As indeed might—one almost shudders to think it—the new movement under way here at the very heart of the capitalist market. (There’s that joke of a few years back, to the effect that in 1989 capitalism defeated communism and in 2008 it defeated democracy. That was never exactly right: In 1989 it was a mass people’s uprising that overthrew communism, albeit one that was overwhelmed by the very rampaging neoliberal capitalism that went on to overwhelm Western democracy as well in 2008, a seemingly totalizing triumph that, on the other hand, may yet now be proving short-lived.)
That the movement is entering a new phase can hardly be doubted. Merely occupying public squares in towns and hamlets all around the country was never in and of itself supposed to have been the point (though for a few weeks there it seemed to be becoming so). For that matter, as has been noted, the encampments themselves were becoming increasingly problematic: attracting all sorts of homeless often mentally unstable elements whose care in a less savagely cost-cutting era would have been the wider society’s obvious responsibility; having to divert substantial energies to sanitation and other similar day to day requirements; gradually wearing out their welcome with neighboring residents and businesses (those nonstop bongos); etc. Given such problems, as well as the relentless onset of the coming winter, it could be and indeed has been argued that the various municipal authorities have been doing the movement a kind of unintended favor by shutting down the encampments themselves (and especially doing so in such a repeatedly ham-fisted way).

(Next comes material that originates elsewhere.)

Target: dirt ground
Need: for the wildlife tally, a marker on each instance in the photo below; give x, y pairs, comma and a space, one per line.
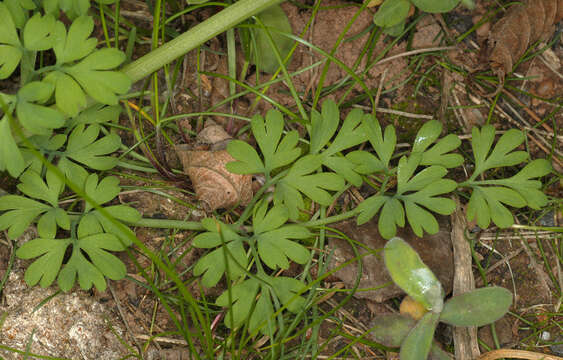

Nor need the remarkable upwelling of a radically participatory form of democracy within the camps themselves, no matter how bracing and potentially valuable in the long run, in itself be fetishized as the point of the exercise. The fact is that at some point the Occupiers were going to need to sharpen their demands, or at least to widen their tactical and strategic vision, and that point is now. They are going to need to find a way of reaching out to constituencies well beyond their original cohort, including millions of fellow citizens who, while they may not have the time or the current life situation or the disposition to be able to join the die-hards in encampments, would nevertheless love to be offered some concrete way into the movement, a practical means of expressing their anger and frustration, to say nothing of sheer human solidarity with one another. It is becoming the responsibility of Occupy Wall Street (just as it was the responsibility of the original anti-war mobilizers back in the Vietnam days) to find some way of building bridges to those people. Sure, we may all reconvene in those encampments come the spring, and it is to be hoped in ever greater numbers, but what to do in the meantime?